For Santoyo, the injury was not an abstract debate. It affected his ability to walk, sit, work, and recover normally. It also left him describing one of the most painful experiences of his life in public, because he believed people needed to understand what had happened.
That is often why protest injury stories spread so quickly. They transform a broad political issue into a personal story. Instead of talking only about immigration enforcement or police tactics, the public sees one person’s face, hears his voice, and learns what happened to his body.
Whether someone supports or opposes the protest itself, the severity of the injury can still spark concern. Less-lethal weapons are supposed to reduce fatal outcomes, but they are not supposed to become tools of careless harm.
Why This Story Sparked Outrage

The story drew attention because it contains several elements that often ignite public reaction. It involved ICE protests, a highly emotional issue in Los Angeles and across the country. It involved a protester who said he was shot at extremely close range. It involved a sensitive and serious injury. It also involved questions about whether officers gave proper warnings before using force.
For many readers, the most shocking detail is the distance Santoyo described. Two to three feet is extremely close in the public imagination. When people hear that a rubber bullet was fired from that distance into the groin, they naturally question whether it was necessary.
The case also arrives in a wider climate of distrust between protesters and law enforcement. In recent years, images of crowd-control weapons being used at demonstrations have intensified debates over police accountability. Santoyo’s injury fits into that larger pattern of concern.
What Comes Next
Santoyo’s immediate future depends on his recovery. Doctors planned to reassess him within days of the interview, and only then would they have a clearer idea of his healing timeline and when he might return to work.

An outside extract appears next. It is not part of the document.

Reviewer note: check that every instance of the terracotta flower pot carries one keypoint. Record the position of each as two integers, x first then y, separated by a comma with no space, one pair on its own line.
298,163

The broader future depends on whether the incident receives further review. Questions remain about which agency was involved, what officers were instructed to do, whether any body camera or surveillance footage exists, and whether department policies were followed.

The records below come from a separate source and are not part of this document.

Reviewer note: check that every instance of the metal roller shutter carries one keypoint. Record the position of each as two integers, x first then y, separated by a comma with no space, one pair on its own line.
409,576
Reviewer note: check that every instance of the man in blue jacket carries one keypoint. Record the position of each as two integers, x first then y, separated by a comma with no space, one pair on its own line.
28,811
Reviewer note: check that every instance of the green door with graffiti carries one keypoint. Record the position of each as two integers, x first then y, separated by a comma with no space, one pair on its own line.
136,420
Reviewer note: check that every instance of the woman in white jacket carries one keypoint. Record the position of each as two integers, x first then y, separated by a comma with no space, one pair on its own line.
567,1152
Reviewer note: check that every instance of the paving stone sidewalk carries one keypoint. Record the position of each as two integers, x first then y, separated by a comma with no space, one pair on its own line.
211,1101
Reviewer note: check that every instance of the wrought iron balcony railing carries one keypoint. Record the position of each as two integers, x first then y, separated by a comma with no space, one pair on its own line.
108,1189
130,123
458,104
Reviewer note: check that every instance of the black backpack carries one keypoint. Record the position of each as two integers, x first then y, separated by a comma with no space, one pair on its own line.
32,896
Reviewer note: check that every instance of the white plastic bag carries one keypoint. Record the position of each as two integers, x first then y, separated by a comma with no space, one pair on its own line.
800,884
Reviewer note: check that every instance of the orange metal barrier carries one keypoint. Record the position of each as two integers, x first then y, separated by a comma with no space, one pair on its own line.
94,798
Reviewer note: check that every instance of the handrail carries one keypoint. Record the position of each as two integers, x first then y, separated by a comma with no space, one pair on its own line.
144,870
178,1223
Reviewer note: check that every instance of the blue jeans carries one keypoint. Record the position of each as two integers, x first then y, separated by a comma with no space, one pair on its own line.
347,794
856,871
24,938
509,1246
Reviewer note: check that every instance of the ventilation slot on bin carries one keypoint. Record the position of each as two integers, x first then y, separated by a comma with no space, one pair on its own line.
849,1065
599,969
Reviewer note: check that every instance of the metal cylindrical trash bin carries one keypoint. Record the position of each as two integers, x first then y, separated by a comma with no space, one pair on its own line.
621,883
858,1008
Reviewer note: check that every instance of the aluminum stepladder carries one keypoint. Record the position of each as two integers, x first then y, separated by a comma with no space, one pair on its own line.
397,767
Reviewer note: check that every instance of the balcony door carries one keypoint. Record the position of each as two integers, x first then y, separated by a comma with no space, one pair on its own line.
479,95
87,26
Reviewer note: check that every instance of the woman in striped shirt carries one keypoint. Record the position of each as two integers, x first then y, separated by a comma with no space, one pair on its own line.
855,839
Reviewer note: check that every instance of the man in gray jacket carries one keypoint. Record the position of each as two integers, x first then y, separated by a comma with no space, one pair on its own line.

For the public, the case is another reminder that protest scenes can change in seconds. People may arrive with signs, bicycles, water bottles, and a desire to speak out. They may leave injured, arrested, traumatized, or afraid. Officers may arrive expecting a difficult crowd-control operation and face intense pressure. But that pressure does not erase the need for restraint, judgment, and accountability.
Santoyo said he went to the protest for people who could not go themselves. Now, his own experience has become part of the story he was trying to highlight: what happens when people challenge power, and what price some may pay for showing up.
His injury raises a difficult question that reaches beyond one demonstration in downtown Los Angeles. How should a society protect both public order and the right to protest without turning the act of speaking out into a physical risk? Until that question is answered more clearly, stories like Santoyo’s will continue to fuel anger, concern, and demands for accountability.